Back then it was a torture for designers to make responsive designs. Their main tool was Photoshop, which worked with raster images only and was extremely hungry for system resources. In 2010, Sketch came out and made creating responsive design much faster, since it was a vector-based app.

Skeuomorphism hung on for a while, but soon flat design replaced it everywhere. It made creating interfaces faster and more cost-effective so the practical value prevailed. Designers focused on content rather than beauty. As in the early 2000s, websites’ visual look became text-centric.

Interfaces became two-dimensional. Flat squares and ovals replaced realistic buttons.

What comes next?

After almost 30 years, it seems that the history of the internet is as cyclical as history in general.

Brutalist web design is trendy again.

…as well as weird color and font combinations.

Most of the design media have noted the trend for nostalgia. We are revisiting the web 1.0 era with decades of collective development experience and find it fascinating.

With the growth of no-code technologies another trend from the past returns. We are seeing the designer and developer professions merging as it was at the dawn of the internet in the early 2000s.

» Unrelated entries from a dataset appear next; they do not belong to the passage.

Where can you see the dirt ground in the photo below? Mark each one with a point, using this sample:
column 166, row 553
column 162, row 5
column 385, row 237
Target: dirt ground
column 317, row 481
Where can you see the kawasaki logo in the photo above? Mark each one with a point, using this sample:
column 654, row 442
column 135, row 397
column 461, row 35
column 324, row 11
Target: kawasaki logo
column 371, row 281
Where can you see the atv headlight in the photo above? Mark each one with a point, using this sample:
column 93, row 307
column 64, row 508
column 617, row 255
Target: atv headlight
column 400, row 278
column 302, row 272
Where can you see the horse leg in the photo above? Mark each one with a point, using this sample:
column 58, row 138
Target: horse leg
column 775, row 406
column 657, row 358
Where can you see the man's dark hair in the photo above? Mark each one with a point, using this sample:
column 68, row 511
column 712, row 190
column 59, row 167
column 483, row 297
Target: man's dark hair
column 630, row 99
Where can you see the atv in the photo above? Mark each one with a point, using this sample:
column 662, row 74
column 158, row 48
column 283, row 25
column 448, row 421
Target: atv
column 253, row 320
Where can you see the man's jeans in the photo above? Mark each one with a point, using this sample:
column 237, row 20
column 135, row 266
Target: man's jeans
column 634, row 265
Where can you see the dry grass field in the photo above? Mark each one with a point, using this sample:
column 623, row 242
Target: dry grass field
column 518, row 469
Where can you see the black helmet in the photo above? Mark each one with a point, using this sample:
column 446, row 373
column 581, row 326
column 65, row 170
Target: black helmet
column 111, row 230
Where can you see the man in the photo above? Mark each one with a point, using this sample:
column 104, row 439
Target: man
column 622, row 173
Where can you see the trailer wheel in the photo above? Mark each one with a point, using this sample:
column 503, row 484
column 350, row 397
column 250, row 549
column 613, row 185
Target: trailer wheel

Speaking of a more distant future, the Zero UI era is coming and it makes UX/UI designers move away from just visual thinking. Today users can control their devices with voice and gestures. Decades from now, devices would probably be able to get signals straight from our brains. Elon Musk is preparing to test brain chips on humans, while other companies are creating devices that can be controlled by the mind. So studying the basics of biology and behavioral psychology will become more important than Figma and Material Design guidelines.

We have gradually moved from PCs to mobile devices, and now chips are being embedded right into us, making us the new UI. Does it mean the end of the history of the internet as we know it, or are we heading into another cycle of rethinking the past?